Object detection is a well-known computer vision technique for locating instances of objects in images. Open World Object Detection refers to tackling object detection tasks in an open-world setting where the task is to detect a known set of object categories while simultaneously identifying unknown objects. Moreover, it is required to identify instances of unknown objects and subsequently learns to recognize them when training data progressively arrive. An oracle (eg: - a human annotator) is needed to introduce new class labels for the identified unknowns to classify those to relevant object classes in the next increments of learning steps. The task was first introduced with Open World Object Detector (ORE), which classifies unknown objects into a single class named ‘unknown’. Additionally, ORE incrementally learns new classes that become known in the next training episodes without forgetting previously learned classes. The recent paper OW-DETR introduces a multi-scale context-aware detection framework based on vision transformers to effectively detect unknown objects in the open-world setting.

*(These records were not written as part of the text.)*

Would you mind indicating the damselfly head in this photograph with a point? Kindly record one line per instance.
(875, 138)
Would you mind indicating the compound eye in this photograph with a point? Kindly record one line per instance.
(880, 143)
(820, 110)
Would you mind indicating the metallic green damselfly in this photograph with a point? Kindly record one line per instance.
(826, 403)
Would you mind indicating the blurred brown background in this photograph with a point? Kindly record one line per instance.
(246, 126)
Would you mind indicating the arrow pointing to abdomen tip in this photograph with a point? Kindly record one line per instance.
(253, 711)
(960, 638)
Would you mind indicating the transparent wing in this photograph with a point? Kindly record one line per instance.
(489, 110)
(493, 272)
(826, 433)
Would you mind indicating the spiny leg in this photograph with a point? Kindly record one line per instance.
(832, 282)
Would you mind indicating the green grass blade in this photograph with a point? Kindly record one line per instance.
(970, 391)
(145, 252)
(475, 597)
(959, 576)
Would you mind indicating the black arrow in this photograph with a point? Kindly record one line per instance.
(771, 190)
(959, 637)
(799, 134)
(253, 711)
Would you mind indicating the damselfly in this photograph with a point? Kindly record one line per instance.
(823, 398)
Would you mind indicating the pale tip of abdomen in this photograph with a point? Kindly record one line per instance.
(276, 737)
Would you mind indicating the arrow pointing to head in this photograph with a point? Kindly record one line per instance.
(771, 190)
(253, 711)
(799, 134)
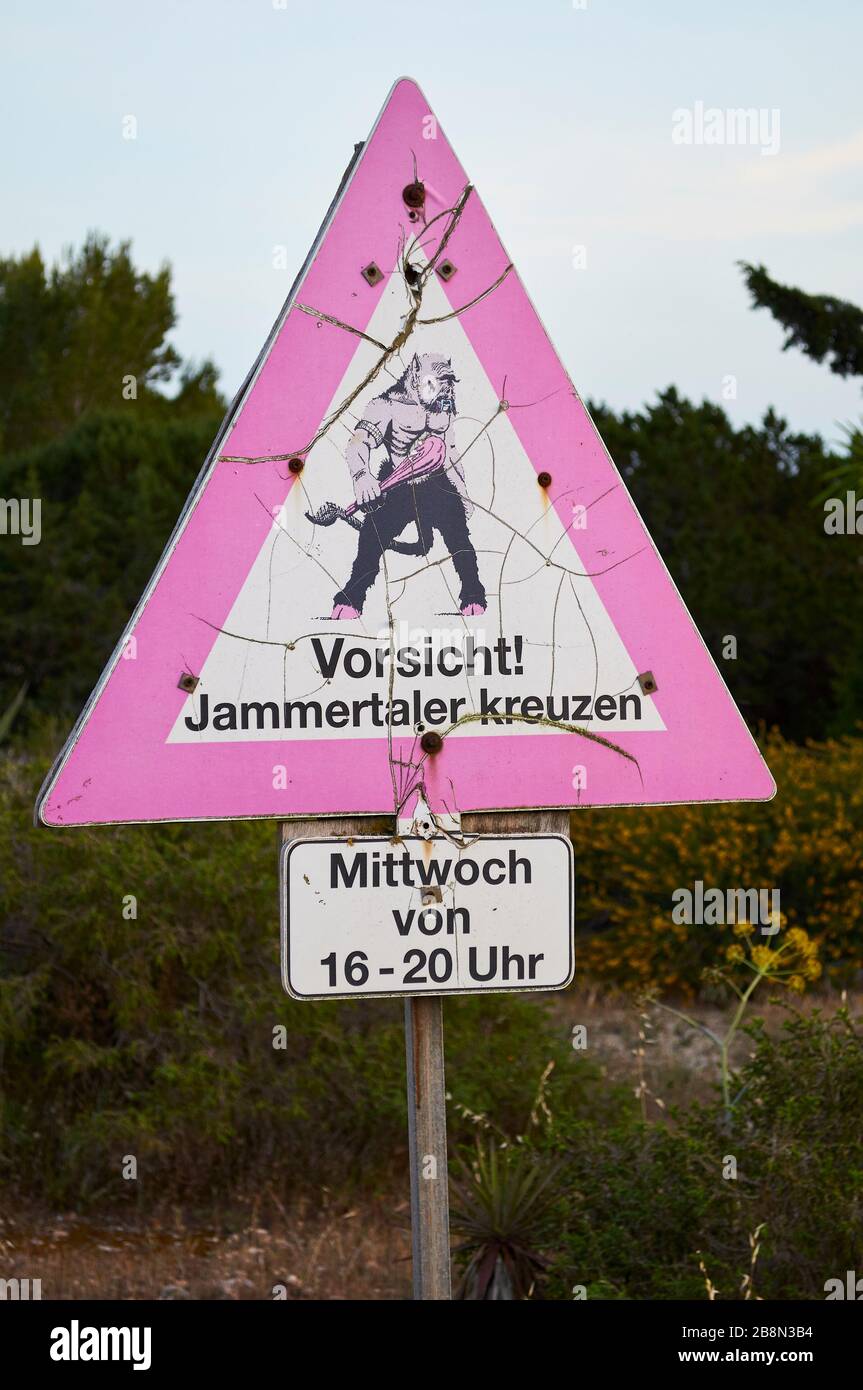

The Novel Class Discovery (NCD) is an image recognition problem, where novel classes are classified under the open-world setting. Generalized Category Discovery (GCD) proposes the use of vision transformers with contrastive representation learning to generalize the NCD problem. Here, unlabelled images can belong to either known or novel classes. These unlabelled images are categorized into two categories; ‘seen’ or ‘unseen’, using an effective semi-supervised k-means clustering approach. However, the existing detection methods do not tackle open-world detection under the GCD setting. To fill this gap, we proposed an unknown clustering mechanism for OW-DETR by merging the GCD setting with open-world object detection. After identifying the unknown objects as ‘unknown’, they are further clustered into several categories with the use of an unsupervised clustering mechanism. When new class labels are introduced, the model incrementally learns them without forgetting the previously learned classes.